Nyborg’s chief aide is Kaper Juul, who is universally referred to as her “spin doctor”, including him. He is a handsome but sleazy womanizer who is always on the cell phone with his boss trying to figure out a strategy that will make them look good to the voting public. In most instances they are willing to cut corners.

In the penultimate episode of season one, Nyborg’s government is in danger of being ousted because her Minister of Defense got caught accepting expensive gifts from a military contractor selling jet fighters to Denmark. In the ensuing brouhaha, she has a blow-up with her husband who has been caught in the web even if peripherally. He has accepted a coveted CEO position with an electronic corporation that is providing subcomponents to the jets. When she writes a letter of resignation in his name that he must sign, his feelings of emasculation are so great that he demands a divorce. This incident is simply the latest is a string of disagreements that stem from his being relegated to the role of househusband.

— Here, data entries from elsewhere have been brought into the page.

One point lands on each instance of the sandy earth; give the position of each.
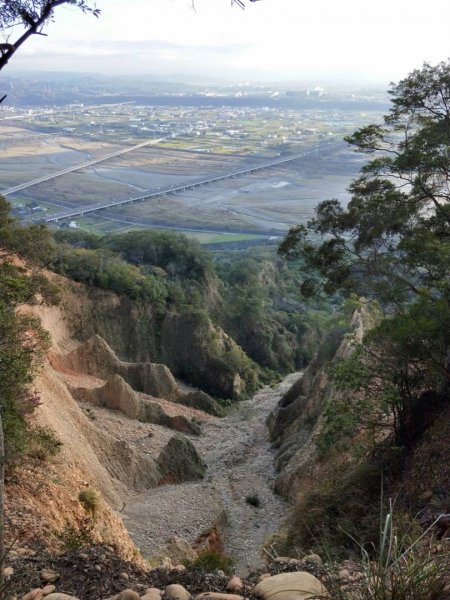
(240, 463)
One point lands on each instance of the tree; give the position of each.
(392, 241)
(30, 17)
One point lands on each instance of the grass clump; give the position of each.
(43, 444)
(403, 567)
(253, 500)
(90, 501)
(209, 561)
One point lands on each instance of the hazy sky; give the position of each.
(272, 39)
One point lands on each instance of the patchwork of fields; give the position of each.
(183, 147)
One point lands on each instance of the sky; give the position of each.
(272, 40)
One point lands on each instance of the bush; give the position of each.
(73, 539)
(90, 501)
(254, 500)
(209, 561)
(402, 568)
(43, 444)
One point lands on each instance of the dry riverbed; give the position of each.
(240, 464)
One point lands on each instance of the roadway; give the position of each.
(27, 184)
(167, 190)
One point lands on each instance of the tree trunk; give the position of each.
(2, 506)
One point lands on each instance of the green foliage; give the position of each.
(90, 501)
(73, 538)
(43, 444)
(108, 271)
(344, 505)
(401, 569)
(209, 561)
(263, 312)
(253, 500)
(177, 255)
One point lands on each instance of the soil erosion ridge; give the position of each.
(240, 465)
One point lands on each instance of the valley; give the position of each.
(57, 161)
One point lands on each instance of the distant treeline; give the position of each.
(198, 100)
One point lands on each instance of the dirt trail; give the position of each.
(240, 464)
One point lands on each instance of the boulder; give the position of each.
(35, 594)
(118, 395)
(176, 592)
(179, 550)
(313, 558)
(48, 589)
(151, 412)
(217, 596)
(290, 586)
(49, 576)
(128, 595)
(235, 584)
(152, 594)
(202, 401)
(59, 596)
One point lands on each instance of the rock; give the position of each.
(179, 461)
(202, 401)
(48, 589)
(59, 596)
(314, 558)
(281, 560)
(290, 586)
(344, 574)
(49, 576)
(176, 592)
(426, 496)
(217, 596)
(179, 568)
(35, 594)
(118, 395)
(235, 584)
(152, 594)
(128, 595)
(178, 550)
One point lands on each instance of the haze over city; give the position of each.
(349, 41)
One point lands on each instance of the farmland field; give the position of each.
(182, 146)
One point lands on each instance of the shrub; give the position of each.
(209, 561)
(254, 500)
(73, 539)
(402, 568)
(90, 501)
(43, 444)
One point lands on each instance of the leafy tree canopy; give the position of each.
(392, 239)
(392, 242)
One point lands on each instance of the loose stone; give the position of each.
(176, 592)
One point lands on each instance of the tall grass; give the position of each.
(403, 567)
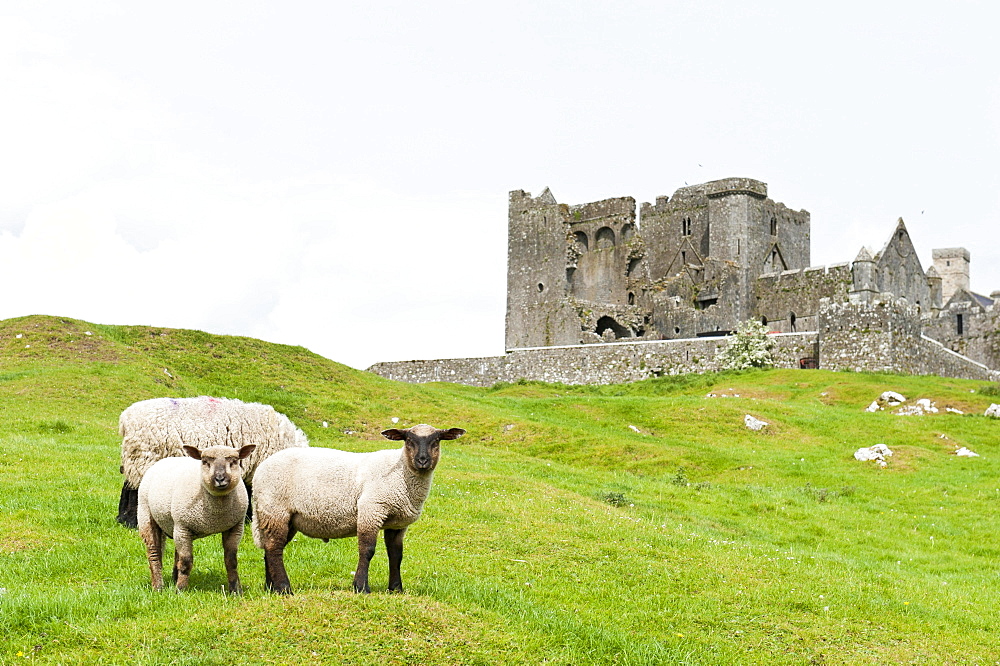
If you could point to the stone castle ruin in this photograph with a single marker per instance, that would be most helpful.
(597, 294)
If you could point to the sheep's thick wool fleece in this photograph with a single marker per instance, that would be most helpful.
(173, 494)
(158, 428)
(326, 493)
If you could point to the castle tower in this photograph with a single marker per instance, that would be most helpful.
(952, 264)
(934, 283)
(538, 312)
(737, 236)
(863, 275)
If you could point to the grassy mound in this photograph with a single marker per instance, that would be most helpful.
(631, 524)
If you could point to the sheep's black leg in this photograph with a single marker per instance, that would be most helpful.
(152, 535)
(230, 544)
(249, 517)
(183, 556)
(274, 539)
(128, 505)
(366, 551)
(394, 549)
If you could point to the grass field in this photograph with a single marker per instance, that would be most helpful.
(627, 524)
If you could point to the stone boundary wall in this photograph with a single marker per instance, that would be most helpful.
(607, 363)
(884, 336)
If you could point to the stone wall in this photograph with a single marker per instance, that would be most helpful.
(876, 335)
(884, 335)
(969, 330)
(795, 294)
(611, 363)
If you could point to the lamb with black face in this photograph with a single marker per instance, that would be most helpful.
(330, 494)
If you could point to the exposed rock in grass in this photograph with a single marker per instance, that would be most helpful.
(891, 399)
(877, 453)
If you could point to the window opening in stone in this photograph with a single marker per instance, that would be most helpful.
(608, 327)
(705, 303)
(605, 237)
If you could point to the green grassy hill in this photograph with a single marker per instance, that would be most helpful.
(629, 524)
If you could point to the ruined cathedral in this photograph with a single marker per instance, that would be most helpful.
(705, 259)
(598, 294)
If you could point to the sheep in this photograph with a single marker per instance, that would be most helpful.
(158, 428)
(330, 494)
(186, 501)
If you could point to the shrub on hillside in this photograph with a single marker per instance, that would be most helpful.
(749, 347)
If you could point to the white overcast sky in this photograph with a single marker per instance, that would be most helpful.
(335, 175)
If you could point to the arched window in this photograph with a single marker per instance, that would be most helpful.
(609, 324)
(605, 237)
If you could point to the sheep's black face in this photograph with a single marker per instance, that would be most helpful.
(221, 470)
(422, 444)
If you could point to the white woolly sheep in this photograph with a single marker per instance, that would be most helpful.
(158, 428)
(185, 500)
(330, 494)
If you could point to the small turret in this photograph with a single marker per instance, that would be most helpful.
(934, 283)
(952, 265)
(863, 288)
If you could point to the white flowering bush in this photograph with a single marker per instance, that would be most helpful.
(749, 347)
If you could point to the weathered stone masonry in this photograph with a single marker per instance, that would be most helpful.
(595, 295)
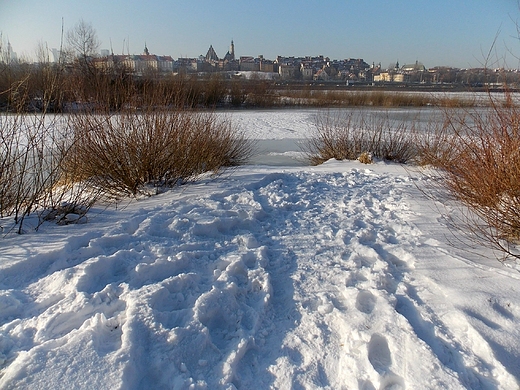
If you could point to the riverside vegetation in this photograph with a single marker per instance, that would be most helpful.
(131, 136)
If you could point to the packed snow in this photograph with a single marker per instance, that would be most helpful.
(341, 276)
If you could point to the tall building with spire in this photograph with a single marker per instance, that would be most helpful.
(230, 55)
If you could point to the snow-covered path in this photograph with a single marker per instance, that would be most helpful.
(335, 277)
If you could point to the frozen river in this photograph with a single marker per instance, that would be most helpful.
(281, 133)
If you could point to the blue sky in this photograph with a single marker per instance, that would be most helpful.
(444, 32)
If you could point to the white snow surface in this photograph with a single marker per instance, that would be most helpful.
(340, 276)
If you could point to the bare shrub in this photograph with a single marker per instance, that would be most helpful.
(123, 153)
(476, 154)
(32, 149)
(347, 136)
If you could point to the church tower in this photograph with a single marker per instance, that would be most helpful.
(232, 50)
(230, 55)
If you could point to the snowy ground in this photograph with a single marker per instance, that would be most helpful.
(335, 277)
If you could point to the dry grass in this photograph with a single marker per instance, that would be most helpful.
(126, 152)
(351, 135)
(477, 157)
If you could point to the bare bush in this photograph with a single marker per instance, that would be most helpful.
(124, 153)
(348, 136)
(476, 154)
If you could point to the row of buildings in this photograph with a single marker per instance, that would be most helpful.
(319, 68)
(285, 68)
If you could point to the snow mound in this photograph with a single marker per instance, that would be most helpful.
(332, 277)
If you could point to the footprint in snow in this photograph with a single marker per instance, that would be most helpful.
(365, 301)
(380, 358)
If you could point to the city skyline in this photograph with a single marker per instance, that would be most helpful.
(445, 33)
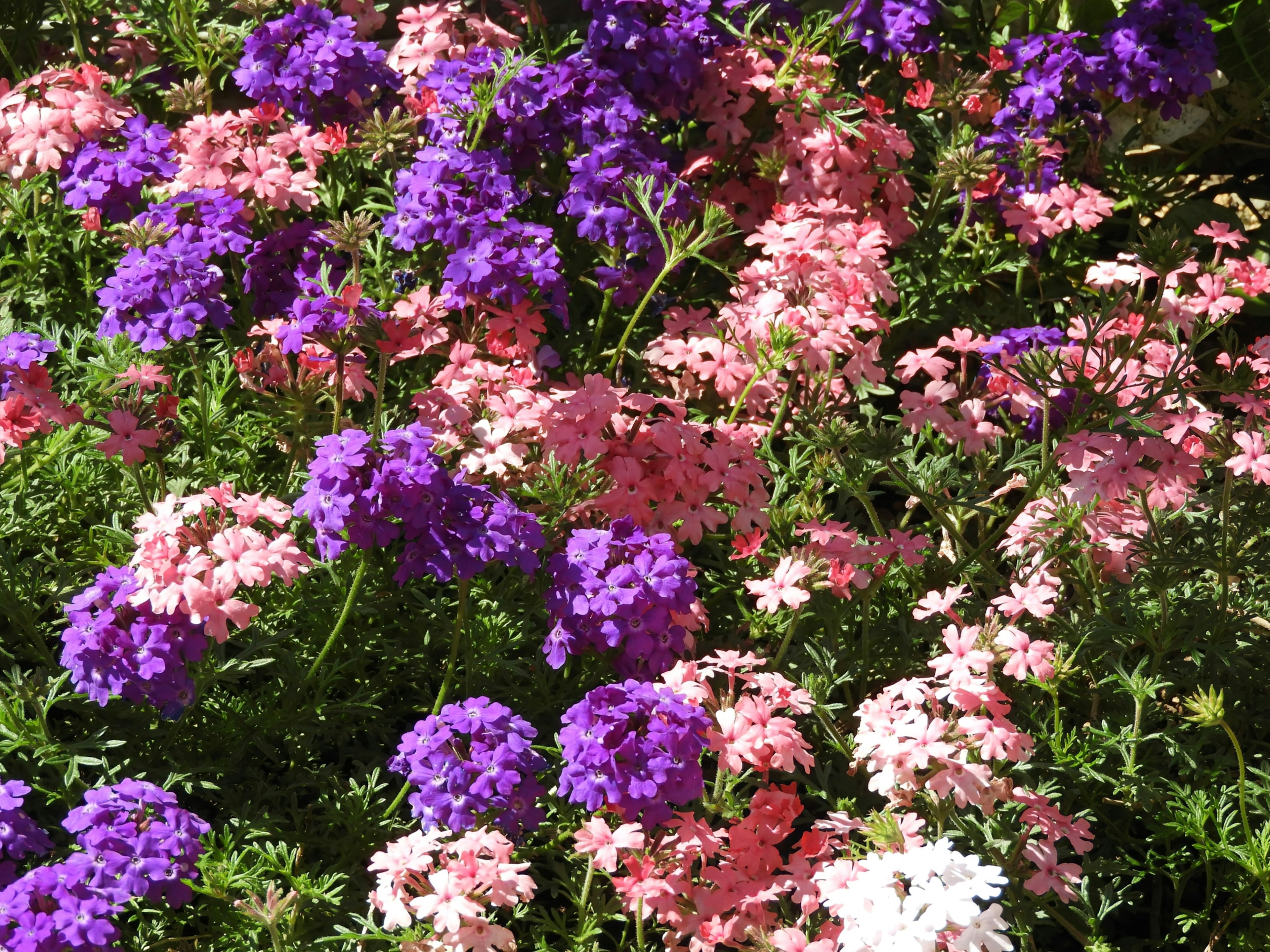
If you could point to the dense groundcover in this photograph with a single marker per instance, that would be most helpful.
(653, 474)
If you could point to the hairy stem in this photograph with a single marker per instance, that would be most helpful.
(460, 617)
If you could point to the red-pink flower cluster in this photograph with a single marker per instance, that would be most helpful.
(748, 730)
(191, 556)
(454, 884)
(46, 117)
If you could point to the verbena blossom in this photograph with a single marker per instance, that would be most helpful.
(473, 762)
(369, 497)
(116, 649)
(750, 730)
(634, 747)
(135, 842)
(196, 551)
(111, 179)
(312, 63)
(452, 885)
(20, 836)
(623, 589)
(168, 291)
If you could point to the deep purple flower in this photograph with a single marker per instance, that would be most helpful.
(115, 649)
(364, 497)
(619, 588)
(312, 63)
(470, 761)
(634, 747)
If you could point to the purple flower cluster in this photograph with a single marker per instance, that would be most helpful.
(287, 263)
(365, 497)
(655, 48)
(618, 588)
(20, 834)
(168, 291)
(312, 63)
(464, 200)
(473, 760)
(113, 649)
(136, 842)
(634, 747)
(893, 30)
(111, 179)
(1160, 53)
(18, 352)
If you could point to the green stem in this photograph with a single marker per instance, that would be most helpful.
(789, 634)
(460, 616)
(343, 616)
(600, 327)
(379, 395)
(1244, 805)
(615, 365)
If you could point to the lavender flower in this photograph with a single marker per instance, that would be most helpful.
(618, 588)
(136, 842)
(364, 497)
(633, 747)
(18, 352)
(168, 291)
(20, 834)
(892, 30)
(1160, 53)
(473, 760)
(115, 649)
(111, 179)
(312, 63)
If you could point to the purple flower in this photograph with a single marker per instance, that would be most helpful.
(619, 588)
(364, 497)
(634, 747)
(473, 758)
(166, 293)
(312, 63)
(115, 649)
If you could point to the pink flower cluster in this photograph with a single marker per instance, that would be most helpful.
(454, 884)
(951, 734)
(748, 732)
(251, 155)
(46, 117)
(822, 270)
(192, 559)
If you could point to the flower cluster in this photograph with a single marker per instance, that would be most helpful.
(619, 588)
(748, 730)
(313, 64)
(365, 497)
(27, 403)
(192, 559)
(1160, 53)
(472, 760)
(634, 747)
(454, 884)
(167, 291)
(135, 843)
(48, 116)
(20, 836)
(111, 179)
(116, 649)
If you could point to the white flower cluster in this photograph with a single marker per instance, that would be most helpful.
(915, 902)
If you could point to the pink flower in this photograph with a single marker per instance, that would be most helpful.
(1027, 655)
(127, 440)
(1254, 459)
(595, 837)
(1051, 874)
(940, 603)
(783, 587)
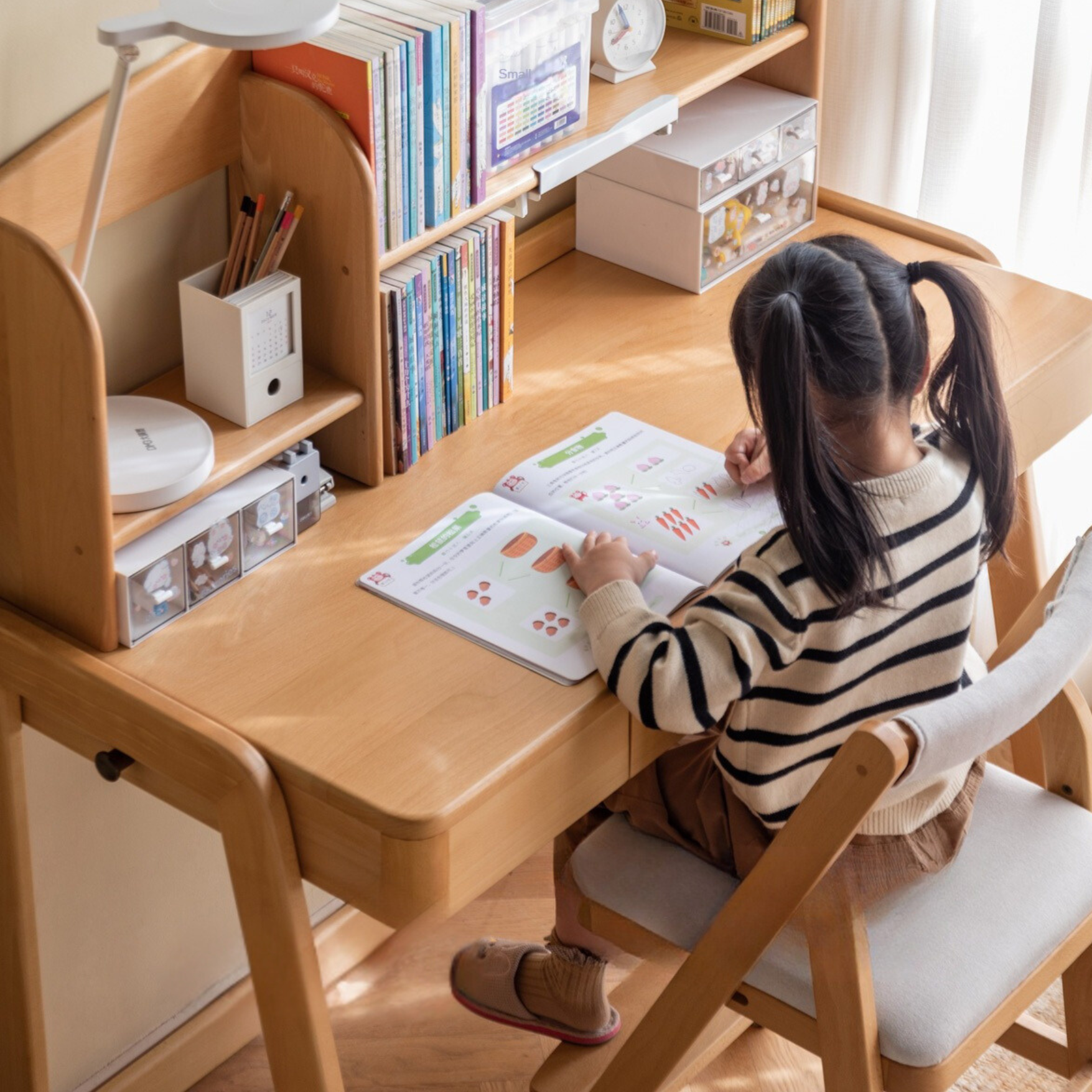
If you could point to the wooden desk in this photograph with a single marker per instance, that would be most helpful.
(416, 767)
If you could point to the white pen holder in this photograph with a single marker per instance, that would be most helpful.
(244, 353)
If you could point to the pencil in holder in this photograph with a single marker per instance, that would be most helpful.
(243, 354)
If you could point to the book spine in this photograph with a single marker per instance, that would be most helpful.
(483, 320)
(410, 357)
(446, 150)
(487, 364)
(393, 152)
(458, 121)
(478, 111)
(432, 83)
(468, 338)
(495, 270)
(441, 427)
(508, 304)
(387, 355)
(449, 325)
(428, 357)
(422, 182)
(399, 389)
(409, 141)
(329, 75)
(424, 366)
(477, 324)
(379, 121)
(460, 340)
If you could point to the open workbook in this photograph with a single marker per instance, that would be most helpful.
(493, 570)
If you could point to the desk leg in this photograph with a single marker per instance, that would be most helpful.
(22, 1025)
(269, 895)
(1012, 587)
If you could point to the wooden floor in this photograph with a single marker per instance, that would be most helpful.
(398, 1028)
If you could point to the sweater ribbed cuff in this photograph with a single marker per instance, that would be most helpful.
(610, 603)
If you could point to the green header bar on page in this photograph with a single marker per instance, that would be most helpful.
(454, 529)
(575, 449)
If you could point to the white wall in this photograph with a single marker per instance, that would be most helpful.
(136, 918)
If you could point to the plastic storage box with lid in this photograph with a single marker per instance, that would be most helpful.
(640, 209)
(538, 59)
(695, 248)
(722, 139)
(202, 551)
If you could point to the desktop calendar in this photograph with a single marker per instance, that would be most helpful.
(270, 334)
(243, 354)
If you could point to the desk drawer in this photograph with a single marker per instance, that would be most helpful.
(396, 879)
(542, 802)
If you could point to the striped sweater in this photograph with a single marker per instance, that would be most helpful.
(763, 656)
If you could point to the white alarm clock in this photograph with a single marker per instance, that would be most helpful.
(625, 36)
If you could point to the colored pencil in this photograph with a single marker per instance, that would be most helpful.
(286, 238)
(274, 227)
(240, 248)
(248, 261)
(240, 222)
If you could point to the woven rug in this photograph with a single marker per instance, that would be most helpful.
(999, 1070)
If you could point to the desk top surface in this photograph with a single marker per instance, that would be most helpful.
(409, 726)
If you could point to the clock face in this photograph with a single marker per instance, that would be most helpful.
(633, 32)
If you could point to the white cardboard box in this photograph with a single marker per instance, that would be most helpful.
(243, 354)
(740, 128)
(694, 248)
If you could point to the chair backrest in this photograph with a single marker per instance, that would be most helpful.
(949, 732)
(958, 729)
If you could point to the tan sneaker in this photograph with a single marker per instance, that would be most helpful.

Like “Dicte”, the appeal of this show is human drama rather than policy or politics. Adam Price, whose ancestors came to Denmark from England centuries ago, is the show’s creator and one of the three co-writers. Of particular interest is the involvement of Søren Kragh-Jacobsen as co-director. He was one of the founders of Dogme95, the avant-garde filmmaking movement that has had mixed results in my view. Of all the Dogme95 films I have seen, I regard Søren Kragh-Jacobsen’s “Mifune” as the best by far. That he has evolved from the jagged aesthetic of Dogme95 to fairly conventional but dramatically superior fare like “Borgen” demonstrates that talent and integrity will prevail in the end.

Finally on the provenance of “Borgen”. Unfortunately, it is only available from Amazon.com as DVD’s, either $34.95 per season or $75 for the complete series. If you have found my reviews useful in the past, you have my promise that this will be money well spent.